Plans for Delancey Underground “Low Line” Presented to CB3

Posted on: September 22nd, 2011 at 7:48 am by

As reported earlier this week, the Lower East Side is now considering its own subterranean version of Chelseas’s High Line called the Delancey Underground. James Ramsey and Dan Barasch, the two entrepreneurs behind this innovative “Low Line” project, presented their bold plan to Community Board 3 during last night’s Land Use committee meeting. Representatives of local politicians including Assembly Speaker Sheldon Silver were also in attendance for the presentation.

Ramsey and Barasch together envision an underground community greenspace nearly the size of Gramercy Park at the foot of the Williamsburg Bridge, where the former Williamsburg Bridge Trolley Terminal sits abandoned. The team argues that the Lower East Side is one of the least green areas in the city that is in need of some spruce-up. “We are getting involved in this because we want to turn this into a community space,” said Mr. Barasch, a vice president at Poptech. The project envisions using advanced solar technology to channel sunlight underground through fiber optic cables, enabling plants and trees to flourish.

According to current plans for the Delancey Underground, the ambitious project would be adjacent to the SPURA development site on Delancey Street.
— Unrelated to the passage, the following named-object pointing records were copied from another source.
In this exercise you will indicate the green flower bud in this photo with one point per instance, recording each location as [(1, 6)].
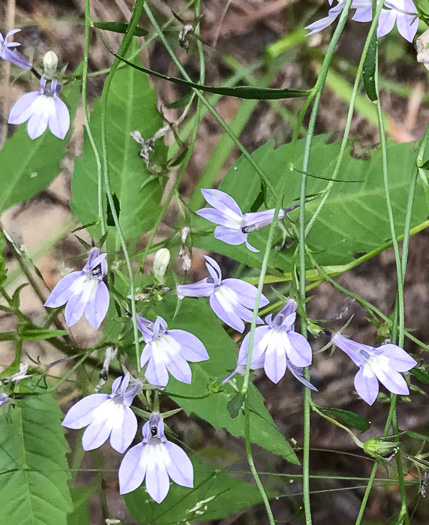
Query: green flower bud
[(160, 264), (50, 64)]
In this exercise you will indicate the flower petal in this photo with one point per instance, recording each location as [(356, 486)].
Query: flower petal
[(80, 415), (97, 306), (366, 384), (133, 467), (123, 434), (59, 120), (63, 290), (22, 110), (157, 480), (179, 467)]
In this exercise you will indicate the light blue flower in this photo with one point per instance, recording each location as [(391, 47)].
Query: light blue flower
[(83, 291), (157, 460), (40, 109), (382, 364)]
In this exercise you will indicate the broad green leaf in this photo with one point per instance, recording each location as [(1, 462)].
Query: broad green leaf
[(131, 106), (215, 496), (350, 418), (28, 166), (353, 221), (196, 316), (33, 468)]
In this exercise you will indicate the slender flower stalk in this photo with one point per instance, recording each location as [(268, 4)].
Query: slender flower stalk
[(382, 364), (168, 351), (40, 109), (84, 292), (9, 52), (234, 226), (232, 300), (155, 459), (106, 415)]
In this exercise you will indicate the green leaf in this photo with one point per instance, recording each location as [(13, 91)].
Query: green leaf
[(349, 418), (354, 219), (421, 375), (33, 163), (119, 27), (196, 316), (38, 334), (131, 106), (215, 496), (369, 68), (33, 467), (245, 92)]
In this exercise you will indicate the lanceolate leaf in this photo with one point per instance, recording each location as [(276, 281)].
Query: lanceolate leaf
[(28, 166), (354, 219), (131, 106), (33, 467)]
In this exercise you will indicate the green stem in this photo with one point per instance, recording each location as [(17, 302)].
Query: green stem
[(301, 248), (137, 11)]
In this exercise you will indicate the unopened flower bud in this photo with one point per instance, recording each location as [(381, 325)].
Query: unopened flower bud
[(50, 64), (384, 447), (160, 264)]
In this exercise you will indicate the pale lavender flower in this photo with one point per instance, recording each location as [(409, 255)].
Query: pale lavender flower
[(84, 291), (9, 52), (168, 351), (382, 364), (157, 460), (42, 108), (277, 346), (234, 226), (401, 12), (106, 415), (232, 300)]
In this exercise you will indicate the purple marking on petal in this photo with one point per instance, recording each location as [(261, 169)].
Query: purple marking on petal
[(366, 385), (192, 349), (180, 467), (157, 480), (399, 360), (132, 470), (199, 289), (59, 120), (228, 317), (80, 414), (63, 290), (228, 236), (222, 202), (97, 306), (122, 435), (22, 110)]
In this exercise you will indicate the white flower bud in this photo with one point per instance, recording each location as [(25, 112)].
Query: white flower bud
[(160, 264), (50, 64)]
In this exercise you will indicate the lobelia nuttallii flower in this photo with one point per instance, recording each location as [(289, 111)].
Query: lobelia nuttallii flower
[(106, 415), (157, 460), (9, 52), (382, 364), (401, 12), (277, 347), (168, 351), (232, 300), (40, 109), (234, 226), (83, 291)]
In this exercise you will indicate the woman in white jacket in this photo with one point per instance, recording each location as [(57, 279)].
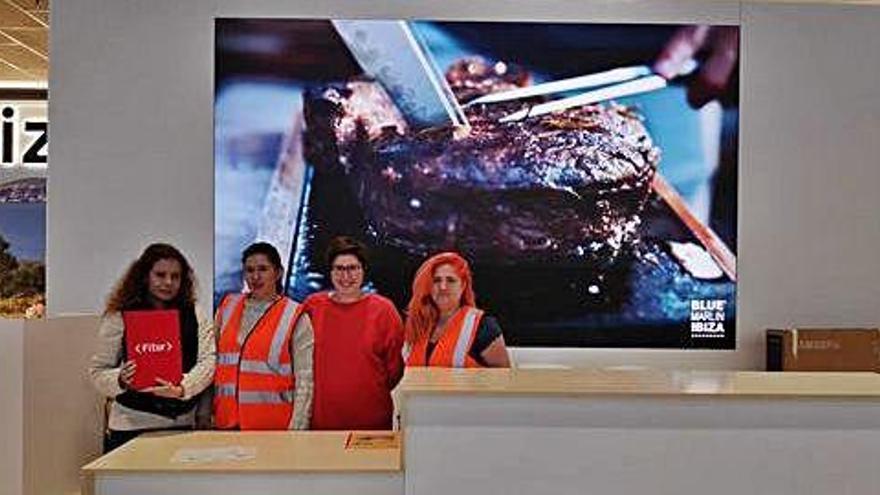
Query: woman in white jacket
[(161, 278)]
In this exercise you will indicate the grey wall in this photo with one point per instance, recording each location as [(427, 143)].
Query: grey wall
[(11, 406), (131, 111)]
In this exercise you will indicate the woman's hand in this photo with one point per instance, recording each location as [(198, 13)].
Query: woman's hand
[(165, 389), (126, 374)]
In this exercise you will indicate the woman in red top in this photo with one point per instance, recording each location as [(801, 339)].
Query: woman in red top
[(444, 328), (358, 340)]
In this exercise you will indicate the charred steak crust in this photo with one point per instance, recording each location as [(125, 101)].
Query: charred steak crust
[(563, 186)]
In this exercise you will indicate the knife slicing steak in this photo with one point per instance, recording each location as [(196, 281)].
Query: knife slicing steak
[(563, 186)]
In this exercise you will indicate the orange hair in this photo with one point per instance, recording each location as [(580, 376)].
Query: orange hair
[(422, 313)]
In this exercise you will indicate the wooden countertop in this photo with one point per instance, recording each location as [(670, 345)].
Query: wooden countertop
[(580, 382), (281, 451)]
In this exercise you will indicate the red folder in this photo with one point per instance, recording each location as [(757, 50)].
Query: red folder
[(152, 341)]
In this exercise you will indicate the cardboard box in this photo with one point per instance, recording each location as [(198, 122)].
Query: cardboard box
[(823, 349)]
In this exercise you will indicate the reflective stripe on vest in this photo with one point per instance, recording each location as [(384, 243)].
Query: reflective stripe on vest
[(231, 303), (251, 366), (224, 390), (465, 337), (265, 397), (228, 358)]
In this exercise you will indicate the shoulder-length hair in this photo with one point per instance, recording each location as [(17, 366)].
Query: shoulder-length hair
[(132, 290), (422, 313)]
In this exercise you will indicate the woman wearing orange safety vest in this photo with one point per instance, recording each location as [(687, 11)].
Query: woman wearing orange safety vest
[(263, 379), (444, 328)]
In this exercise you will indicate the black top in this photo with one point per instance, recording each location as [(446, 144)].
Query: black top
[(487, 331)]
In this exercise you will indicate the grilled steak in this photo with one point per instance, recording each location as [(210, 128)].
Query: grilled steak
[(566, 186)]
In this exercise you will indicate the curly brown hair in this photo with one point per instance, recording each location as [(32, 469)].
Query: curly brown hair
[(132, 290)]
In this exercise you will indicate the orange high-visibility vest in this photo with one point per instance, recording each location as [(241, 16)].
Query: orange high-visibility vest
[(254, 383), (453, 348)]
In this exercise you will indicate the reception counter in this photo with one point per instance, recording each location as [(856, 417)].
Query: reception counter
[(617, 432), (640, 432), (221, 463)]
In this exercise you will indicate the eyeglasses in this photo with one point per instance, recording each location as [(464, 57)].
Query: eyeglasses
[(346, 268)]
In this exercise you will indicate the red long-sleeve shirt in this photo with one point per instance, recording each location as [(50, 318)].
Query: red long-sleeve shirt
[(357, 362)]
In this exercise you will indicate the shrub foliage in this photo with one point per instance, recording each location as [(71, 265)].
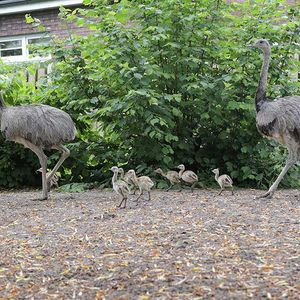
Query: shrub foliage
[(158, 83)]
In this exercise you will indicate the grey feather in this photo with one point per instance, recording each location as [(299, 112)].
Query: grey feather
[(278, 119), (38, 127), (42, 125)]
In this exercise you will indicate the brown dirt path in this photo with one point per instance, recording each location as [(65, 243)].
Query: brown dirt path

However, it is important to note that no subsidies from SPURA would be used to fund the project. Much like the High Line, the money would need to be raised privately.

On the topic of the SPURA development project, a lawyer representing tenants of 400 Grand Street was on hand. The quaint pre-war tenement building, currently the new home of the Jewish Conservancy Visitor Center, sits on parcel #5 of SPURA and is in the line of fire. That building would need to be demolished and the eight tenants remaining in the building would be displaced. A representative from the NYC Housing Preservation and Development let tenants know the city would assist them anyway possible if they were displaced from their homes.